Still it was cheaper than upgrading Windows and the RAM.

So we got it going, connected it to the interweb, and then used Ninite to download and install the freeware programs like Evernote, Dropbox, Google Chrome, Apple iTunes, Spotify and other programs.  The one thing I didn’t download is Libre or Open Office which I have come to believe are some of the most bloated pieces of software available.  Instead I was going to download AbiWord and have him use Google Sheets for a spreadsheet but I was in London Drugs where they had Corel WordPerfect Office Home and Student on for only $34.97.  It’s not Microsoft Office but it is a lot better than Libre Office in terms of speed and features.

This is off topic but I thought I would take a moment to mention how much I miss Lotus Smart Suite which included Lotus 1-2-3 but more importantly Lotus Ami Pro (later called Lotus Word Pro).  While I am it, I also miss Microsoft Works which I did an awful lot of writing on.  I really miss Works suites.  I wish someone would do one again.

The last bit of freeware software I put on his computer is Serif Publisher Starter Edition.  It is designed for beginners and gives him far more control than either WordPerfect or a word processor will give him.

I am kind of careful about fonts.  So many collections of freeware fonts have commercial fonts in them.  Years ago a graphic designer I know realized he had some illegal fonts in his collection and purged them and then put together some excellent freeware font CDs.  I installed them and then added some excellent commercial fonts that I have the license for.  He isn’t into page layout of print design but if he ever is, he will have a nice system for it.

I love my laptop and have no problems with it but the joy of a full sized keyboard and an almost 20 inch screen was pretty awesome as well.

The upgrade to Windows 10 took overnight to download but once that was done, it was good to go this morning.  Am always amazed at how powerful machine I was able to get him for so little money.  I grew up with DOS and then Windows.  After 4 years with a Mac and OSX, I like being back with Windows and the PC world again.

Cell Phone Down

Yesterday Wendy came to me all upset and said she had dropped both of our iPhones.  Mine was fine but her phone had a smashed screen.  I wasn’t that upset.  Those things happen although two in a month (ahem Mark) was kind of painful.  When Mark broke his screen, I went to Costco and bought him a Acer Liquid Z410 for $130.  I picked up a 16gb Micro SD card from Don’s Photo for $15 and he was set.  For being so cheap, I was really happy with his phone.  It also has DTS Sound in it so even without a Bluetooth speaker the sound is good.

Wendy felt horrible but I was secretly happy.  Our contracts come up this summer with Bell and I had no idea what phone to get.  I was tempted to get some unlocked phones from Costco and save the money on our monthly bill.  I’m happy with Bell (and Mark is with Virgin) but it’s nice to have options.  Now I only have to figure out what I am going to do.  I am personally thinking of a Windows phone but I am always tempted to go back to Blackberry or a Windows Phone.

Acer Jade Z

Instead of picking up the Acer Liquid Z410, I got her the larger Acer Liquid Jade Z.

Features:

  • Display: 5-in.

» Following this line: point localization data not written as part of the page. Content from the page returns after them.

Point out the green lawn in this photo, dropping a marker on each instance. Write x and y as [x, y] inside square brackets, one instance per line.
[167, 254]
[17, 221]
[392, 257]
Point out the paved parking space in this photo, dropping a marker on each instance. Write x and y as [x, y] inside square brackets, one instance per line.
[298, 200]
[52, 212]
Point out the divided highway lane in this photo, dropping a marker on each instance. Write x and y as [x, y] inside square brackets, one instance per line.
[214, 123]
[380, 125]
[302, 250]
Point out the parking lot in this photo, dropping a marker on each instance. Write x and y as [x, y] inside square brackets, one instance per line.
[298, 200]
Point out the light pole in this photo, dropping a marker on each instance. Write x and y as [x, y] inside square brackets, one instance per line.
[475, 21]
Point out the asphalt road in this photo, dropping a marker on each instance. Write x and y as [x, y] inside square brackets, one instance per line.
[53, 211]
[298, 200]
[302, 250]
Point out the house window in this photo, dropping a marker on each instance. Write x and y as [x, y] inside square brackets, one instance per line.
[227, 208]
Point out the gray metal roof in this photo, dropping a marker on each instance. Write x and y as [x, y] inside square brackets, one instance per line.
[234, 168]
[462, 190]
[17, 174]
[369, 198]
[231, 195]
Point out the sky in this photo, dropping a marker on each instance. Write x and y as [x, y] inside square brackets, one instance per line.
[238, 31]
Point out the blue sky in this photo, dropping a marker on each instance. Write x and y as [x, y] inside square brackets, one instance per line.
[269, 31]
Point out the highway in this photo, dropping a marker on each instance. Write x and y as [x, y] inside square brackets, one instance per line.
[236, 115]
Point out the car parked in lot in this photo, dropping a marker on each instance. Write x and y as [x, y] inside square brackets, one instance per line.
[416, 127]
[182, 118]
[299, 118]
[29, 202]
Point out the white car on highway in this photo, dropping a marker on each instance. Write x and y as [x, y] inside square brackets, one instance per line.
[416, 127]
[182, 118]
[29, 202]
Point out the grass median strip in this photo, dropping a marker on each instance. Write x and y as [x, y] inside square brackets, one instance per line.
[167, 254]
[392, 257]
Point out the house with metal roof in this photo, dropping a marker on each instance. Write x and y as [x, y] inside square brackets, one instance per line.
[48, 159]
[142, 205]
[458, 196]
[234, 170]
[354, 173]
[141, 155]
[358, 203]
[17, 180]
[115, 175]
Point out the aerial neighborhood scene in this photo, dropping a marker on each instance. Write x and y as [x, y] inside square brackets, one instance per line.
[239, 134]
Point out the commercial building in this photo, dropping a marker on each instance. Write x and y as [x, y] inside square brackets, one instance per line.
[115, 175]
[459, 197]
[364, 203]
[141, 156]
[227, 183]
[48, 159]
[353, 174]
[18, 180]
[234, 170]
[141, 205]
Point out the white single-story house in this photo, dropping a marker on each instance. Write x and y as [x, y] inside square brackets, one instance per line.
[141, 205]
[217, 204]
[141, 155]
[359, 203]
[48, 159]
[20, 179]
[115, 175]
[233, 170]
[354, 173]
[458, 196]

IPS TFT LCD
  • Bluetooth: Bluetooth® 4.0 with EDR
  • Screen resolution: 1280 x 720
  • Operating system: Android™ 4.4 (KitKat)
  • Main camera: 13 MP AF with flash LED
  • Battery: Built-in 2,300 mAh rechargeable Li-polymer battery with up to 7 hours of talk time
  • Wi-Fi
  • Capture 30 fps FWVGA (MP4, H.264, H.263)
  • 720p video recording
  • Processor: Quad-core 1.5 GHz, MT6732
  • Dual micro SIM
  • 16 GB storage
  • 2GB RAM
  • MicroSD™ memory card expansion slot (card not included)
  • In-cell type touch lens with direct bonding
  • Side keys: volume up/down
  • Power key on top of device
  • LED indicator lights for charging, missed call, new message, lower battery
  • Google virtual keyboard
  • GPS Satellite data updates

For $220, it was a steal (way cheaper in store than online). 

The only thing  I don’t like about it is that it was a pain to find a case for it.  I ordered one for Wendy’s and Mark’s from Amazon.ca.  The price is right but they won’t be here until the end of March because I assume they are shipping from Taiwan or China.